Se habla de posibilidad, no de que sea un hecho. El paso de una a otra no le es lícito darlo al
teólogo, ni siquiera a la Iglesia. Los cristianos no pueden excluir categóricamente que la Gracia
va a triunfar de hecho (por supuesto, respetando la libertad humana) en todos y cada uno de los
casos, que el mortalmente pecador va a dejarse tocar por la misericordia perdonadora de Dios
para convertirse y vivir. No tenemos derecho a excluirlo; pero tampoco tenemos derecho a
exigirlo. Lo único que podemos –y debemos- hacer es esperar y rogar a Dios para que así sea.
No es lícito nutrir, no ya la certeza, pero sí la esperanza de la salvación de todos.
El pecado es, ante todo, el no a Dios. Luego el infierno será la existencia sin Dios. Esta es su
esencia, como la comunión con Dios era la esencia de la vida eterna. Procede advertir que
todavía no tenemos experiencia de lo que esto significa. Durante nuestra existencia terrena, Dios
no está nunca tan lejos que no podamos darle alcance; incluso para el pecador, él es aquel que
no quiere su muerte, sino que se convierta y viva. Esta permanente disponibilidad divina para la
oferta de salvación hace que la experiencia de su lejanía en el tiempo sea inconmensurable con
la que se dará en la eternidad; el infierno inaugura una vivencia rigurosamente inédita.

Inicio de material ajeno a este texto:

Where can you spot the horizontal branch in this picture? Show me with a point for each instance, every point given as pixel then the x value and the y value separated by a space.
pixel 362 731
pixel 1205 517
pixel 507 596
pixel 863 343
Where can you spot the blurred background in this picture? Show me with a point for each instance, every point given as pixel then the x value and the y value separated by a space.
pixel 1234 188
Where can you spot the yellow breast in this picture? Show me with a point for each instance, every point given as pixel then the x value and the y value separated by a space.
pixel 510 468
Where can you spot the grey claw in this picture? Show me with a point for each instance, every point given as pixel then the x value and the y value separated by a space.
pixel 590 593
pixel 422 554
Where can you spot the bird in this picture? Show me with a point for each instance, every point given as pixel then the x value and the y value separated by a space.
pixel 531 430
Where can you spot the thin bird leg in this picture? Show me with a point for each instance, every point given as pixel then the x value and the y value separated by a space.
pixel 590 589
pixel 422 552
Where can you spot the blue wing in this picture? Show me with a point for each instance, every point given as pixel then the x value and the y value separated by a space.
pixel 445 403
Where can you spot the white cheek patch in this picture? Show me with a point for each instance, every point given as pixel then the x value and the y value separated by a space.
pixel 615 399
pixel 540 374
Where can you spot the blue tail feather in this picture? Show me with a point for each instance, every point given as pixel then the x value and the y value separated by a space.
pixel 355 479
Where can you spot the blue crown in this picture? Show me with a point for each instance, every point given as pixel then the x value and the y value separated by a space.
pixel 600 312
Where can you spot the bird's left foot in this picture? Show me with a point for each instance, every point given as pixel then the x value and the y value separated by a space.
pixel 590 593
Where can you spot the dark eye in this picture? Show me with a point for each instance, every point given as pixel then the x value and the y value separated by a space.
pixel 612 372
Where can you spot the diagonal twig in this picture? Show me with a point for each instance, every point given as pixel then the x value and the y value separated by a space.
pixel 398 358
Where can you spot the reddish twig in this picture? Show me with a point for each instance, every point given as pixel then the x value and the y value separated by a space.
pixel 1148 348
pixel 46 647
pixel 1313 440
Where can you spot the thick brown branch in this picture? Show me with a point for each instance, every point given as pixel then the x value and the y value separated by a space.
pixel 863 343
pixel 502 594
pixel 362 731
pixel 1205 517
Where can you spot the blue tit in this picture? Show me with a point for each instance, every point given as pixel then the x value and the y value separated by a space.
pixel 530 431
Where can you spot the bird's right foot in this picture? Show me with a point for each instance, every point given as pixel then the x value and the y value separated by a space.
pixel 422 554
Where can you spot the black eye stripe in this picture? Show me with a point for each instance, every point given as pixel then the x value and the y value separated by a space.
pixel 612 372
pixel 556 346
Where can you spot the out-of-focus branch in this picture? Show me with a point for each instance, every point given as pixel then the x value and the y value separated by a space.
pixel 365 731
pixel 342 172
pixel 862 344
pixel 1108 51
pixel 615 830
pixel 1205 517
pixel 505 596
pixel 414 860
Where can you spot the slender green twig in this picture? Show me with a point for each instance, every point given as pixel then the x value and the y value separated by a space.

En
realidad, todavía no sabemos lo que es vivir sin Dios; ser hechos para él y no poder llegar a él.
Además de un no a Dios, todo pecado es siempre un no a la imagen de Dios, ruptura de la
comunión interhumana por la vía de la afirmación egocéntrica del propio yo. El infierno será,
pues, la no-ciudad, el no-pueblo: soledad, y no comunidad. El que había optado por sí mismo, y
por nadie más, se tiene finalmente a sí mismo y a nadie más. El pecado es un no a la armonía
de la realidad, introduce un germen de caos en el cosmos.
La muerte eterna es la sanción inmanente de la culpa.